19 Ekim 2021 Salı

Aroma

Hani geçmişinizden, hatta ta çocukluğunuzdan unutmadığınız, unutamadığınız şeyler vardır ya. Onlar bir türlü hafızadan silinmez. Yıllar sonra bile ilk günkü, o günkü gibi canlı bir şekilde aklınızda belirirler. Heh işte, Aroma da benim için öyle olan anılardan biri. Sade ve basit şişesi ile pek bir özelliksizmiş gibi görünse de işin aslı öyle değil.

Aroma

Hatırlıyorum da hemen her gün içtiğim bir içecek değildi Aroma'nın şeftalilisi. Evde olduğu zamanlarda hiç affetmez, dibini mutlaka görürdüm ama özellikle onu almak gibi bir istek hatırlamıyorum kendimde. Fakat Cumartesi sabahları gidilen sinemada o Aroma Şeftali mutlaka alınırdı, alınmalıydı. 

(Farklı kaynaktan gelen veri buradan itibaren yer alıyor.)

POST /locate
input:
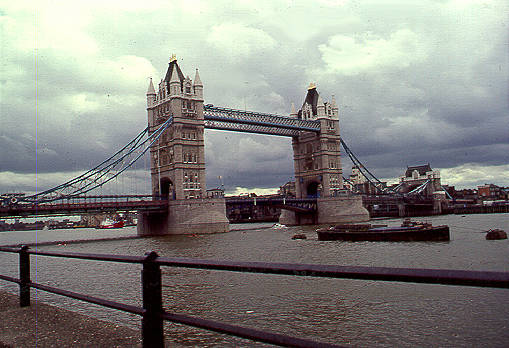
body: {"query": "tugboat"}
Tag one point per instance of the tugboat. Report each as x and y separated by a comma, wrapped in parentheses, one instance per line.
(107, 224)
(410, 231)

Boyutu dolayısıyla filmin daha başında biteceğini düşündüğünüz o küçük şişe, inatla filmin sonuna kadar dayanırdı. Tadından en ufak bir kırıntı dahi kaybetmeden. Filmin aksiyon durumuna bağlı olarak, heyecan uyandıran sahnelerde verilen tepkilere göre bir miktarı dökülse de o şişe mutlaka filmin jenerik yazıları çıktığında biter, sinemadan ayrılırken çöp kutusuna bırakılırdı.

Yoğun aroması (adından belli zaten) o kadar güzel geliyordu ki cumartesi sabahı seanslarında, günün kalan kısmının hiç bir önemi olmuyordu. Alınan o zevk, damakta kalan o lezzet, o yaşlardaki bir çocuğu etkilemeye yetecek kadar baş döndürücüydü.

Bazen futbol ya da basketbol maçlarından sonra da içtiğimi hatırlıyorum. Ama o durumdayken bütün istek susuzluğu gidermeye yönelik olduğu için ne tadı anlaşılırdı ne de herhangi bir keyif alırdın. Aroma Şeftali'nin yeri, her zaman için sinemaydı. Bazen, eğer o hafta yeteri kadar para biriktirilebilmişse Aroma Şeftali'ye Alaska Frigo eşlik ederdi. İkisinin lezzet uyumu asla olmadı. Ama çocukluğun o aydınlık günlerinde ikisi bir arada olduğunda, özellikle de perdede Bruce Lee filmi varsa muhteşem bir ikiliydiler.

Zamanla törpülenen ya da yok olan pek çok davranış gibi Aroma da alışkanlıklar listesinden uzaklaştı. Şimdilerde sadece yoğun şekilde hissedilen, güzel bir anı olarak kalıyor. Yine de anısı bile çok canlı ve çok yoğun aromalı. 80'li yılların garip havasını soluyan insanların bir kısmı dediklerimi çok iyi anlayacaklardır. Diğer kısmı ise karşıt taraf olarak kalacak ve Aroma yerine Tamek'in güzelliğinden bahsedecektir. Hangisi daha iyi ya da hangisi ötekini döver bilemem ama Aroma'nın hatıralarımda büyük ve özel bir yere sahip olduğu yadsınamaz.